Por primera vez en 45 años de democracia, el Senado va a plantear un conflicto entre órganos constitucionales contra el Congreso de los Diputados.
Según adelantaron fuentes de la institución a EL ESPAÑOL y confirmó en la tarde del martes la portavoz del PP en el Senado, la Mesa de la Cámara Alta, a instancias de los populares, requerirá a la Cámara Baja que retire la Proposición de Ley de Amnistía.
En una segunda fase, solicitará la suspensión cautelar de su tramitación ante el Tribunal Constitucional.
Es cierto que el PP se ha apoyado para ello en la recomendación del informe de los letrados del Senado del lunes, que alertaba de la "clara inconstitucionalidad" de la norma y abría la puerta a plantear un conflicto entre órganos constitucionales.
Pero la naturaleza excepcional de este mecanismo obliga a evitar servirse de él a la ligera, como está haciendo el PP. El conflicto institucional es un instrumento de defensa completamente inusual al que un órgano como el Senado sólo debe acudir como último recurso si puede demostrar que la otra Cámara legislativa ha vulnerado sus atribuciones constitucionales.
La Ley de Amnistía, es cierto, plantea dudas políticas y jurídicas de la suficiente gravedad como para que sus opositores utilicen todos los recursos legales a su alcance para dilucidar si la norma tiene encaje en la Constitución y en la normativa europea.
Pero el empleo de instrumentos que van más allá del mero filibusterismo parlamentario, y que tienen unas implicaciones políticas altamente perturbadoras, sólo puede invocarse con argumentos jurídicos fundamentados y razonables, y no puede responder a una reacción de última hora.
La única justificación que podría encontrar este choque es que el Senado lograse probar que el Congreso invadió sus competencias al votar la Ley de Amnistía. Pero se antoja inverosímil que la Cámara Baja se corrija a sí misma y decida acometer una reforma constitucional que la incluya en su articulado, como plantea el PP.

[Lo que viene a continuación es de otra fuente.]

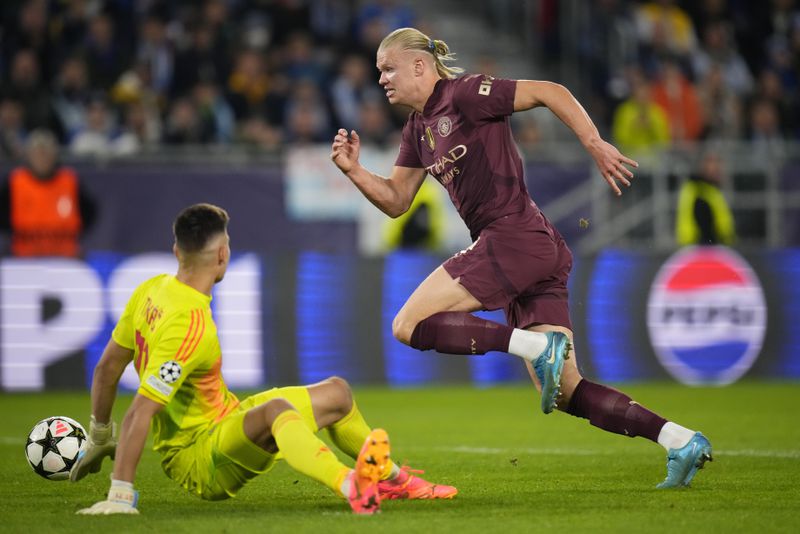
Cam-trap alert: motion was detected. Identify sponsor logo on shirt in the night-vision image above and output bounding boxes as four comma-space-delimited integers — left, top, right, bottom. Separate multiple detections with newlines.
142, 297, 164, 332
146, 375, 173, 397
425, 145, 467, 185
478, 76, 494, 96
425, 126, 436, 150
436, 115, 453, 137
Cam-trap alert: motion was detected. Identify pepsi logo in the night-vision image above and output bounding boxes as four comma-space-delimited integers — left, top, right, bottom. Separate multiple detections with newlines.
647, 247, 767, 385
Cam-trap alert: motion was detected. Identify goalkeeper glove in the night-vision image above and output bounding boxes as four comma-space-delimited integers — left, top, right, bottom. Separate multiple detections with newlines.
77, 480, 139, 515
69, 416, 117, 482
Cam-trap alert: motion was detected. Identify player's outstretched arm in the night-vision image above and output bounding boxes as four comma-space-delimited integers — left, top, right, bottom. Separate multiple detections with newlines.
331, 129, 426, 217
78, 394, 164, 515
514, 80, 639, 195
69, 339, 133, 482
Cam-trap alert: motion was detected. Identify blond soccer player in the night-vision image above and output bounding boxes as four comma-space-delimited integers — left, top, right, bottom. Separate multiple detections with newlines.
70, 204, 457, 515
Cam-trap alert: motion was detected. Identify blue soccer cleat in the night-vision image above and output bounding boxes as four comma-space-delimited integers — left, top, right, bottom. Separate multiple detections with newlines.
533, 332, 572, 413
656, 432, 714, 489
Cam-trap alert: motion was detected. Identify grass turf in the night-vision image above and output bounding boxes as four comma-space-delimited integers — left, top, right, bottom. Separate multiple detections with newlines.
0, 382, 800, 534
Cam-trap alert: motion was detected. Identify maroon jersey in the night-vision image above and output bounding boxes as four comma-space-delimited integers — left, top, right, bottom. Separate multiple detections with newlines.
395, 74, 549, 240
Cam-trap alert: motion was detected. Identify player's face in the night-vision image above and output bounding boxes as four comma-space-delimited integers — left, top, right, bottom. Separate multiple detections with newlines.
376, 47, 414, 104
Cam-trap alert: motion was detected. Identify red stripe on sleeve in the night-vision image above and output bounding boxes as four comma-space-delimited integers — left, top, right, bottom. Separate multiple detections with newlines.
175, 310, 196, 360
182, 310, 206, 362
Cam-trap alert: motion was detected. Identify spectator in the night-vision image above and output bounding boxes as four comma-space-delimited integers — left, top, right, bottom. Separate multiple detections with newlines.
753, 69, 797, 135
692, 21, 753, 97
111, 102, 161, 156
170, 24, 230, 97
69, 97, 117, 157
0, 130, 96, 257
227, 50, 283, 120
164, 98, 214, 145
5, 49, 62, 137
0, 0, 55, 82
748, 99, 786, 159
238, 117, 283, 151
192, 81, 236, 143
675, 152, 736, 246
576, 0, 638, 125
356, 0, 416, 41
653, 59, 703, 143
282, 32, 327, 87
611, 73, 670, 159
85, 13, 129, 90
0, 97, 27, 161
383, 180, 447, 252
698, 63, 743, 140
356, 98, 399, 148
636, 0, 697, 58
53, 56, 91, 141
285, 80, 331, 143
136, 15, 174, 96
331, 54, 383, 130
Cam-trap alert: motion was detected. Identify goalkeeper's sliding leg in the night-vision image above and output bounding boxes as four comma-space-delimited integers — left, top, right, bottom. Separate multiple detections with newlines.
203, 377, 457, 514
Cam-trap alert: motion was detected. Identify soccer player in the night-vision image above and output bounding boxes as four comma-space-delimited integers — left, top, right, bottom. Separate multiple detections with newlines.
331, 28, 711, 488
70, 204, 457, 514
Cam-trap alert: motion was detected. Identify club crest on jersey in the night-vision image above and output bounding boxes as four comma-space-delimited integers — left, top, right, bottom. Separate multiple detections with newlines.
436, 116, 453, 137
158, 360, 181, 384
425, 126, 436, 150
478, 76, 494, 96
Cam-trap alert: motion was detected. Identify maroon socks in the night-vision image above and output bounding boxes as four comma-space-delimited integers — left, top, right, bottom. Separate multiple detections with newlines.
410, 312, 514, 354
567, 379, 667, 442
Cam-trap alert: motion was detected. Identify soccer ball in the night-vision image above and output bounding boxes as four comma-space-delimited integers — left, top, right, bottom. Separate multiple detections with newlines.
158, 360, 181, 384
25, 416, 86, 480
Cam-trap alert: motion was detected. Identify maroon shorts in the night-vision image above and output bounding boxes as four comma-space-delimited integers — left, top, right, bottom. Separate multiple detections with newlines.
442, 210, 572, 330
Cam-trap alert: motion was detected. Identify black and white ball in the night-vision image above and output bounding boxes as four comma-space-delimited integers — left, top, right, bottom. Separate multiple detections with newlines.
158, 360, 181, 384
25, 416, 86, 480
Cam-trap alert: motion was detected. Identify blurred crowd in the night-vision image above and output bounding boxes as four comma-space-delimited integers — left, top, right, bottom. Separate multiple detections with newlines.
0, 0, 415, 158
576, 0, 800, 156
0, 0, 800, 159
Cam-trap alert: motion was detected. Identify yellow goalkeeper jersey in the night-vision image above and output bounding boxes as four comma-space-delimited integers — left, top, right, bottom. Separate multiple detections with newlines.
111, 274, 239, 455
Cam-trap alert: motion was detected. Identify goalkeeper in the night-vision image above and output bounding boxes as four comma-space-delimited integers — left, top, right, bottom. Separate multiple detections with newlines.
70, 204, 457, 515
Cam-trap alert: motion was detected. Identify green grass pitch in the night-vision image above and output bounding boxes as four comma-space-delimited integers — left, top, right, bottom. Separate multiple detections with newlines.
0, 382, 800, 534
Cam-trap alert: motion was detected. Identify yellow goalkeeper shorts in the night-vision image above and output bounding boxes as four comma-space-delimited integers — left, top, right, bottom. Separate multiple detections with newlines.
163, 386, 319, 501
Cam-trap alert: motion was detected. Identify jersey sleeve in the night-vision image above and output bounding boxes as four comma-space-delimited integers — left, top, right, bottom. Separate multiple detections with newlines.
394, 117, 423, 169
111, 282, 147, 349
453, 74, 517, 123
138, 309, 211, 404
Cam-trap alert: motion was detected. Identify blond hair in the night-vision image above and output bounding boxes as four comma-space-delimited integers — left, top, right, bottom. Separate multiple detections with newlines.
378, 28, 464, 79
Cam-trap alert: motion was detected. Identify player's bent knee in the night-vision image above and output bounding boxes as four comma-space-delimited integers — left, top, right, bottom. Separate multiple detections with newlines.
261, 398, 295, 428
392, 313, 417, 345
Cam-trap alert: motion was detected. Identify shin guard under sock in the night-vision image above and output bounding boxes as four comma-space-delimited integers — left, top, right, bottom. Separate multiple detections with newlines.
567, 379, 667, 442
410, 312, 514, 354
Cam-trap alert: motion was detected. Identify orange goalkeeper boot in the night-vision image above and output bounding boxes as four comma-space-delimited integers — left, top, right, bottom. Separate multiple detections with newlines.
378, 465, 458, 499
347, 428, 390, 514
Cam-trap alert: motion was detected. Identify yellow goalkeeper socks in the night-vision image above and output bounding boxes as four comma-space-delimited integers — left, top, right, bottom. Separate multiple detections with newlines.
328, 399, 400, 480
272, 410, 350, 494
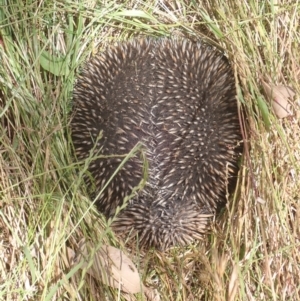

Además, desde el punto de vista estratégico, el movimiento del PP carece de lógica. Porque, tal y como reconoce el informe de los letrados de la Cámara Alta, en ningún caso esta acción suspenderá la tramitación de la proposición de ley de forma automática, por lo que no servirá para impedir la continuación del procedimiento legislativo en el Senado.
La acción es doblemente absurda por su incoherencia con el propio planteamiento político del PP. Porque los populares también se arriesgan (con una alta probabilidad de que así acabe siendo) a que el TC desestime su requerimiento, recibiendo así un importante varapalo a sus tesis contrarias a la amnistía.
¿Qué sentido tiene entonces para los populares, que reiteradamente han cargado contra el tribunal de garantías por su sesgo mayoritario a favor del Gobierno, recurrir ante él para un asunto que probablemente será resuelto en su contra?
La única explicación que cabe encontrar al empleo de este mecanismo es que el PP haya querido mimetizarse con la política de oposición maximalista y sin cuartel de Vox, temiendo recibir acusaciones de pusilanimidad si no opta por esa vía de confrontación.
Pero el principal partido del país no puede, en una cuestión de tanta envergadura como un choque entre órganos constitucionales, actuar mediante ocurrencias y al dictado de la necesidad de contrarrestar a Vox. No podrá haber una oposición efectiva y fecunda a la Ley de Amnistía sin una estrategia sólida y realmente funcional.